The simplest example of a woven fabric. The black yarn is the ‘warp’ and the white yarn is the ‘weft’. Note this is not twill (Source: University of Alberta)

 A woven fabric is:

  • two or more sets of yarns (warp and weft) interlaced at right angles to each other

Warp yarns are:

  • in the lengthwise direction

  • yarn that runs parallel to the selvedge; in denim, it’s the dyed yarn, i.e. indigo-dyed

  • also called “ends” in weaving terms

Weft yarns are:

  • in the crosswise direction

  • runs across the warp yarn; in denim

  • typically left a natural, un-dyed color

  • also called “filling” or “picks” in weaving terms

NOTE: A simple way to remember and distinguish the two is to look at the “A” in warp and the “E” in weft. The letter “A” has its two vertical strokes, which conveniently go in the up/down direction like a warp yarn. The letter “E” has three horizontal strokes, which conveniently go like a weft yarn in the left/right direction.

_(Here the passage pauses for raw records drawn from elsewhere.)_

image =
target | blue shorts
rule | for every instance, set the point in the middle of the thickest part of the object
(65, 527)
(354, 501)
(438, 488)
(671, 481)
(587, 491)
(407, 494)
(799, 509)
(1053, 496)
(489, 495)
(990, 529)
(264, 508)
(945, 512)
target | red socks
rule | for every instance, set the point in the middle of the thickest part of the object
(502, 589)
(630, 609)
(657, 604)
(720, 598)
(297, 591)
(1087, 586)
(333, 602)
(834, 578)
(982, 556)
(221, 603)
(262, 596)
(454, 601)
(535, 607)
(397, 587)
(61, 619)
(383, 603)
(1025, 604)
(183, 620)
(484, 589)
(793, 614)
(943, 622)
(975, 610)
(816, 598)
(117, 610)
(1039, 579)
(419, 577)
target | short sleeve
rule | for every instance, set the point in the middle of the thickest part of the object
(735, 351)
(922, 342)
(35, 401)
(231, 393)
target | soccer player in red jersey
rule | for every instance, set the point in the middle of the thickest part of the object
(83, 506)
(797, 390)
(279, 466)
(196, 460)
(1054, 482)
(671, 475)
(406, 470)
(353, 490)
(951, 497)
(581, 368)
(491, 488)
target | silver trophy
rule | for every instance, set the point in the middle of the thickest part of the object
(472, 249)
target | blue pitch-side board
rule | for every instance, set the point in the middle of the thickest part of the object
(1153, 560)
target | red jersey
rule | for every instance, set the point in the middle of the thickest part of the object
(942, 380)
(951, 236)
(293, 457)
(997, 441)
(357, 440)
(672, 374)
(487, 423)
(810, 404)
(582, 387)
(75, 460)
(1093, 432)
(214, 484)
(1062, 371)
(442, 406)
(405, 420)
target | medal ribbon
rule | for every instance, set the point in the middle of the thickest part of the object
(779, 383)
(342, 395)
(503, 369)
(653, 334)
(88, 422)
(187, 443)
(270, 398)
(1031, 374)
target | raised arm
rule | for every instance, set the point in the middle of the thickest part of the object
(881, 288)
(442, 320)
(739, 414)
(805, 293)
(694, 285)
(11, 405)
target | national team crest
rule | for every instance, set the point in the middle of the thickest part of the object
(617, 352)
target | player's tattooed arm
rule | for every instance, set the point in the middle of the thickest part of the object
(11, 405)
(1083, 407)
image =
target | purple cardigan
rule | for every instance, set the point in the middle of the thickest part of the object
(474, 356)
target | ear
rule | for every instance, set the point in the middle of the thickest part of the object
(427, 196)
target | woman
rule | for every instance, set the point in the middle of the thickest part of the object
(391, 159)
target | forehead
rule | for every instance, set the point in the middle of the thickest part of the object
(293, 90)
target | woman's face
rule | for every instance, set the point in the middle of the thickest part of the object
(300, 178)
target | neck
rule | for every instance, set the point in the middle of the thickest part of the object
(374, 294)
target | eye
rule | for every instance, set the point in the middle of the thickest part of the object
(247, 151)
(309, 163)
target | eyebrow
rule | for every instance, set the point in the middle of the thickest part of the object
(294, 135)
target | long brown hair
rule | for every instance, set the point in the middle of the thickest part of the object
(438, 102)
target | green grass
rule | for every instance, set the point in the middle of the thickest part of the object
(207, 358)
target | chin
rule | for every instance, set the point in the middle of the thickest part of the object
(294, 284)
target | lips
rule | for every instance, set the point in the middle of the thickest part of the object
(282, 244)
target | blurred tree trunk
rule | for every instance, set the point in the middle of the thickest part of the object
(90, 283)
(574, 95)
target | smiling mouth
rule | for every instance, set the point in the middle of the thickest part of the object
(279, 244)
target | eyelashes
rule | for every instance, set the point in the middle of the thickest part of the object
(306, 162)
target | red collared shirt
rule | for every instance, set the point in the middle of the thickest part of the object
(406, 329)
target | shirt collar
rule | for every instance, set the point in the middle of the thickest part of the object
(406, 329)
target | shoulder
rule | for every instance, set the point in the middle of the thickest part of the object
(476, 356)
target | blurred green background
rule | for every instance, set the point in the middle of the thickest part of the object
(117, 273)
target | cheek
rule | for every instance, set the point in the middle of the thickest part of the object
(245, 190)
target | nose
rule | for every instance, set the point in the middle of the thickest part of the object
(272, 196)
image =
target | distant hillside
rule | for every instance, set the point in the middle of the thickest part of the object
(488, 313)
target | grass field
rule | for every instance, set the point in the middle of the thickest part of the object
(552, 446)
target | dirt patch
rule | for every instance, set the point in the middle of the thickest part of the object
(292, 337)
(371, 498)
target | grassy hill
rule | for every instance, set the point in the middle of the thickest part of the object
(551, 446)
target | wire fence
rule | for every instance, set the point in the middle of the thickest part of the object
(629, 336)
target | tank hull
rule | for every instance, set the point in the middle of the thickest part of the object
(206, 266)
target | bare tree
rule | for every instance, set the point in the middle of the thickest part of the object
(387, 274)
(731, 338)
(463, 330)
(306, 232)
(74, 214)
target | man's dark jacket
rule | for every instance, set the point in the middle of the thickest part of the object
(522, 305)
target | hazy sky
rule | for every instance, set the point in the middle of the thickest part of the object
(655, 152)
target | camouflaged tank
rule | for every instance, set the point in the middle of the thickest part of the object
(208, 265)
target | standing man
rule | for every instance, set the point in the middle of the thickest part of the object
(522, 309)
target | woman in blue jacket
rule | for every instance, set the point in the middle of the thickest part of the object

An awesome visual displaying how the warp and weft interplay in selvedge fabrics.

Twill Weave

  • Weave repeats on 2 or more warp & weft yarns & diagonal lines are produced on the face of the fabric

  • The interlacing pattern is over more than 1 yarn & then under 1 or more yarns with a progression of “1” to create diagonal lines

Right-handed warp-face uneven twill

“Right-handed warp-face uneven twill” is the most common weave found in denim This is why denim is woven with a left-handed warp-face, it is marketed as ‘Left Hand Twill’ (LLHT).

The warp yarns are coloured with white filling yarns (i.e. weft). Because it is a warp-faced twill, the coloured warp yarns are predominant on the face and the white filling yarns on the back. Most often the warp yarns are indigo dyed, created the fabric in “blue jeans” (Understanding Textiles 7th ed.).

Admire the diagonal lines! Notice the warp (vertical yarns) and the weft (horizontal) lead to the selvedge. Neat, eh?

Now that you understand twill, look down at your jeans and remark how the warp and weft yarns work to make those diagonal lines in twill.